Pemerintah Kabupaten (Pemkab) Kepulauan Seribu terus melakukan berbagai upaya untuk mewaspadai terjadinya bencana alam yang terjadi, khususnya tsunami.

Langkah ini dilakukan Pemkab Kepulauan Seribu, karena letak geografis Kepulauan Seribu sangat rawan jika terjadi tsunami, terlebih lagi hingga kini tidak ada alat yang terpasang untuk mendeteksi adanya gelombang tsunami.
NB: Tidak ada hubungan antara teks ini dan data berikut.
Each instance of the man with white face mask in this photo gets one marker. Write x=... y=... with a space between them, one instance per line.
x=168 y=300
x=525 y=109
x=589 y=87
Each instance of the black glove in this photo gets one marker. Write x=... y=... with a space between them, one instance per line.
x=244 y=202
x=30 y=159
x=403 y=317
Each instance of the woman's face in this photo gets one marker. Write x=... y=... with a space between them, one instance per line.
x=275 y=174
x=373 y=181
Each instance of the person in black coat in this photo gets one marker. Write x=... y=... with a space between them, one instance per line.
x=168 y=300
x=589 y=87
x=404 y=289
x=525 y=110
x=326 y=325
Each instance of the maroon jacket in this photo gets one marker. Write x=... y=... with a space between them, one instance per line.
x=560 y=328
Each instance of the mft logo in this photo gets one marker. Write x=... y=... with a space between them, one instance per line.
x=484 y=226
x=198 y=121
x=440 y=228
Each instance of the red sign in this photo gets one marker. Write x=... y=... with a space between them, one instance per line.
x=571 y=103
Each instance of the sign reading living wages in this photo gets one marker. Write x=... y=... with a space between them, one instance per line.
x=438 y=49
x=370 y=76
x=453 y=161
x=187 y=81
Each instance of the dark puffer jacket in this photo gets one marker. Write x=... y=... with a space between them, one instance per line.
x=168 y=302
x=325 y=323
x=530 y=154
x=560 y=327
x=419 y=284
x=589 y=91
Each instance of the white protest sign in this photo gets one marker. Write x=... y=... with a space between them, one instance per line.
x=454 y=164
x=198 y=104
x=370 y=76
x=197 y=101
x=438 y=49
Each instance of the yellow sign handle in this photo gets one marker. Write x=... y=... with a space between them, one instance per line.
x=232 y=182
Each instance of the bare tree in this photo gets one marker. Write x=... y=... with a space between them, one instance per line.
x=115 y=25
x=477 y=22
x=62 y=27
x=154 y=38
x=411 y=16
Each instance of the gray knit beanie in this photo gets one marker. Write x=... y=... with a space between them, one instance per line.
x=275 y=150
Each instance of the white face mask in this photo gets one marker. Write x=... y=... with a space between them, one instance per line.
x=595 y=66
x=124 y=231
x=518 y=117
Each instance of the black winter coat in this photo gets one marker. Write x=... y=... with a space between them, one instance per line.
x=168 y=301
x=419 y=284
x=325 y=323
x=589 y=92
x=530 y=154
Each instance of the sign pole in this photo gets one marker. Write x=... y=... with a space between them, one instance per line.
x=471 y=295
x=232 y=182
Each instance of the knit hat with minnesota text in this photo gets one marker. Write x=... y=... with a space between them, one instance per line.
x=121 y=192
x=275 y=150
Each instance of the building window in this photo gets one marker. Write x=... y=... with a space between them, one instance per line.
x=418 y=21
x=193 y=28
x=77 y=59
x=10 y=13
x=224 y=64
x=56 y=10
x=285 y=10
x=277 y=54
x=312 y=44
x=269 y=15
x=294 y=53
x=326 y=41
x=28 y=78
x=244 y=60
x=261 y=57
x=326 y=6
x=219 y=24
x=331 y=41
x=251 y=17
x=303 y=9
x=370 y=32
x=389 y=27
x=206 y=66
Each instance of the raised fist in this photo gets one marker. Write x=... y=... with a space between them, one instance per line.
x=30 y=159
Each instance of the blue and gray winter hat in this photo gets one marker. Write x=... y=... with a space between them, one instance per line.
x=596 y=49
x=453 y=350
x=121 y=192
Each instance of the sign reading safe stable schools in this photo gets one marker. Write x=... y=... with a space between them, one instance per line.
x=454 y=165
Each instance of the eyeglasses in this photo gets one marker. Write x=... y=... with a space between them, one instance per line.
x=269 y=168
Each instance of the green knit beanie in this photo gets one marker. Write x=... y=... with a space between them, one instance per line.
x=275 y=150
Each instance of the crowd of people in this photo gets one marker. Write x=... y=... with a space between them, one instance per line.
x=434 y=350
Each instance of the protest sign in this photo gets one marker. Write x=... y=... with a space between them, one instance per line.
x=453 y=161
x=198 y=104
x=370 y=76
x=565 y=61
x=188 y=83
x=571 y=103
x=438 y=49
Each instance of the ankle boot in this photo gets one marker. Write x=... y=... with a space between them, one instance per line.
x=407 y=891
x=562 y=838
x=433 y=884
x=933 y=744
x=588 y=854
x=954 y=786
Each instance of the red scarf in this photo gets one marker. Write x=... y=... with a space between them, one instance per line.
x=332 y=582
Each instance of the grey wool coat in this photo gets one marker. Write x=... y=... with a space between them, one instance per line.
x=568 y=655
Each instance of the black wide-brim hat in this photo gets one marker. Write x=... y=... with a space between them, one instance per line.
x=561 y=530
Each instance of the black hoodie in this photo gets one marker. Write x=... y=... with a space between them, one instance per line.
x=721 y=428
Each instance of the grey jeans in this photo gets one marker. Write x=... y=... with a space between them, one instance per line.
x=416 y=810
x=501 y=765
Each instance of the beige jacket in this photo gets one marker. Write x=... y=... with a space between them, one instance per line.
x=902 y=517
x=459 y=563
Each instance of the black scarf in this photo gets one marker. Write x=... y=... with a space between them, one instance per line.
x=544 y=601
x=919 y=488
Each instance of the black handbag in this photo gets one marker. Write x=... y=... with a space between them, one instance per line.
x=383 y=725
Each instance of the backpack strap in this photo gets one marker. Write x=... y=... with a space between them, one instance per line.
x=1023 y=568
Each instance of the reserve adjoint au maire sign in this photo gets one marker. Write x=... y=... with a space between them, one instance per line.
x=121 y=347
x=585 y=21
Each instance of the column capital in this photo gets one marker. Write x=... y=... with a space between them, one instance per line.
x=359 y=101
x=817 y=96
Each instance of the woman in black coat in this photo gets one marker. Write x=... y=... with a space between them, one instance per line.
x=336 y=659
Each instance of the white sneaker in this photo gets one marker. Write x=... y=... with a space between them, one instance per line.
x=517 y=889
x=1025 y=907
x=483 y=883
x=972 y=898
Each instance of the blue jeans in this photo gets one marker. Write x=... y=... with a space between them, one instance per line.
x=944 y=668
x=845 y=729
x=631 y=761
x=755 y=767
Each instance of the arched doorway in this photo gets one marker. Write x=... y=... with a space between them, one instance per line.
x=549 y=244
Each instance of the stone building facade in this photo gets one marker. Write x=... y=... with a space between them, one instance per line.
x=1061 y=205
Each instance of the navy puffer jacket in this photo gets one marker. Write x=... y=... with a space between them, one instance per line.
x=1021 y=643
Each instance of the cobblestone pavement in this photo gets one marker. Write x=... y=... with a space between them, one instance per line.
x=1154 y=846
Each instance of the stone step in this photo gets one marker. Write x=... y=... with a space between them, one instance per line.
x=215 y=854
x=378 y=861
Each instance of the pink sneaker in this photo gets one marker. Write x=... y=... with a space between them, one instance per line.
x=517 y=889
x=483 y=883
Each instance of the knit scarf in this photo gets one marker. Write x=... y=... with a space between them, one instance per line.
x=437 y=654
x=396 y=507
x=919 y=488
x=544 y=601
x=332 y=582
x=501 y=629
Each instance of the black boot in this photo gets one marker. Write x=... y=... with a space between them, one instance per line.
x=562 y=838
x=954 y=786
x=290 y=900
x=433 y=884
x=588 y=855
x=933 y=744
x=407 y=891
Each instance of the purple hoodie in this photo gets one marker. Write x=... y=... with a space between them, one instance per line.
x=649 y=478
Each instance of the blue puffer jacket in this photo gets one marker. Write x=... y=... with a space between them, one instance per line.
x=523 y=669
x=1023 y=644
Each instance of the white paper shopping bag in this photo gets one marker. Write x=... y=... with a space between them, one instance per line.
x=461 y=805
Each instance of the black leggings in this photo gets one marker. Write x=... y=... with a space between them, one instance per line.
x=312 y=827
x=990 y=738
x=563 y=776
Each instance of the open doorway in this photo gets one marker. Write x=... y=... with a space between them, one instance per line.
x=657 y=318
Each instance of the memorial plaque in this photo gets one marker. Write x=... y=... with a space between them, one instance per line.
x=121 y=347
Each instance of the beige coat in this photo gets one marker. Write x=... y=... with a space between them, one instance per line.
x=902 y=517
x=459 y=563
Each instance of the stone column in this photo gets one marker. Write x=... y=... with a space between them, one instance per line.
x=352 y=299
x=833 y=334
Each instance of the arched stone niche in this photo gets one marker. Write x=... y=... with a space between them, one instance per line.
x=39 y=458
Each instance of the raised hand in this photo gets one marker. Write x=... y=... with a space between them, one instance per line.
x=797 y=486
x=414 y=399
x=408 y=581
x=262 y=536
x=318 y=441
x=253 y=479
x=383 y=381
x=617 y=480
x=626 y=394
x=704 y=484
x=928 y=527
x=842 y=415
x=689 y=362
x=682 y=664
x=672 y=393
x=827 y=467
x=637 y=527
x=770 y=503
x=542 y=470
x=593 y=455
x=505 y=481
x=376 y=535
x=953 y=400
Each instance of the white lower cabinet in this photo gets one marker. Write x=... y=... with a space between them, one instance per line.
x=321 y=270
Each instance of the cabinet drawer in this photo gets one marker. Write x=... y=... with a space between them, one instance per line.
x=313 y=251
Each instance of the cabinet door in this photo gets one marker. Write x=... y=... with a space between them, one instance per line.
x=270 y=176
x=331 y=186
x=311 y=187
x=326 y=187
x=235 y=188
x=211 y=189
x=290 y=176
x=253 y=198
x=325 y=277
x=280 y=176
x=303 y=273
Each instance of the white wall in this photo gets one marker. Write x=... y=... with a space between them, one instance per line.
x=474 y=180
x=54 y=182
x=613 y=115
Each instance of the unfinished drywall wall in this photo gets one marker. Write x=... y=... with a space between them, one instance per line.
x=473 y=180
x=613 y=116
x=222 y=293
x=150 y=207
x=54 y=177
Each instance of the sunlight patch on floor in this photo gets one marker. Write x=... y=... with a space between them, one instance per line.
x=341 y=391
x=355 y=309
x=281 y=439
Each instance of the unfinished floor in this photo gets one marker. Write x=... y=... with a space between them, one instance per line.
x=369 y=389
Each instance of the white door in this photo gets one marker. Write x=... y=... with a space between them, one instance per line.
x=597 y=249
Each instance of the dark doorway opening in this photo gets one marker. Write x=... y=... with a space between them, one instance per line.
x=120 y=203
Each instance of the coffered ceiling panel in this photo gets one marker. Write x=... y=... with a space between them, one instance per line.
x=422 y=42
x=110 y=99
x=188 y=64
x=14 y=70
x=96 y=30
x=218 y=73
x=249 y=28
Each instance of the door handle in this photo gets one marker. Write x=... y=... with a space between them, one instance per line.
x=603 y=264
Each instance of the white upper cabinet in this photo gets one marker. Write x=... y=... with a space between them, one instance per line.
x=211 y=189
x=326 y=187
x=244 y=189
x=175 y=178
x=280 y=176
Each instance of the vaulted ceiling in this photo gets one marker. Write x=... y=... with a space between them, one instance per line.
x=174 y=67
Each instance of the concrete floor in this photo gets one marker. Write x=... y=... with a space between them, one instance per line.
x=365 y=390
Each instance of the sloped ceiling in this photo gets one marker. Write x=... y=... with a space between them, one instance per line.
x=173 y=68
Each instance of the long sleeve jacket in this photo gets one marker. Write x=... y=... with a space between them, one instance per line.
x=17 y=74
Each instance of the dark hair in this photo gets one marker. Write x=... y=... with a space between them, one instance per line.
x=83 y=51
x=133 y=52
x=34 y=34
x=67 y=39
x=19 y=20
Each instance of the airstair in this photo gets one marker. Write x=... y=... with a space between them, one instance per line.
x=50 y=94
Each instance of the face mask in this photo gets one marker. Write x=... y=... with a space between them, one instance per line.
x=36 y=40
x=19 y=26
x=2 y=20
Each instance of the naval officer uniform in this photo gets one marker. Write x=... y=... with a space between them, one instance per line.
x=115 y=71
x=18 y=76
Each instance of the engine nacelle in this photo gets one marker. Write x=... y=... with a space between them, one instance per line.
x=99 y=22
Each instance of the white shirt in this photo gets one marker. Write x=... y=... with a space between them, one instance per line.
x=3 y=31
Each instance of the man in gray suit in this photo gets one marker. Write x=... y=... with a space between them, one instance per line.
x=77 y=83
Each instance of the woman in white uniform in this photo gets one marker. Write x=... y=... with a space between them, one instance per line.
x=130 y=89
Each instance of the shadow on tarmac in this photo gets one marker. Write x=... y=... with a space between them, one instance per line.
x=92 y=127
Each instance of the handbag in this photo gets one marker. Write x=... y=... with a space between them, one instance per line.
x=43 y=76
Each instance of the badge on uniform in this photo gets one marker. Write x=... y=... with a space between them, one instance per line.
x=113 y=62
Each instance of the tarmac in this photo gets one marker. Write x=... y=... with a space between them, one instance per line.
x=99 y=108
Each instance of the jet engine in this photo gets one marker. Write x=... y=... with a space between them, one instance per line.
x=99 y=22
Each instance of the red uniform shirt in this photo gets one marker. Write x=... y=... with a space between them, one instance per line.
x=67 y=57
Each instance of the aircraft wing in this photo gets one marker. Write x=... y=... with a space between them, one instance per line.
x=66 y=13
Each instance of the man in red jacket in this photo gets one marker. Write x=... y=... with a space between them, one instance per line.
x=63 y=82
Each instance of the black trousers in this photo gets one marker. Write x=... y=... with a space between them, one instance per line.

“Daerah ini rawan dari sisi geografis, dan tidak disiapkan antisipasinya, maka perlu solusi sehingga ada langkah pencegahan, termasuk pengetahuan kepada masyarakat,” tutur Bupati Kepulauan Seribu, Husein Murad, Rabu (02/01/2019).

Rencananya Pemkab Kepulauan Seribu tengah menyiapkan mitigasi bencana dan melibatkan pihak swasta untuk turut serta memberikan kontribusi.

“Perlu adanya mitigasi bencana berupa penyuluhan tentang kebencanaan kepada masyarakat. Kami juga akan bersurat kepada BMKG dan BNPB untuk sosialisasi dan kebutuhan alat peringatan dini,” tutur Husein.

Mitigasi Bencana adalah serangkaian upaya untuk mengurangi risiko bencana, baik melalui pembangunan fisik maupun penyadaran dan peningkatan kemampuan menghadapi ancaman bencana.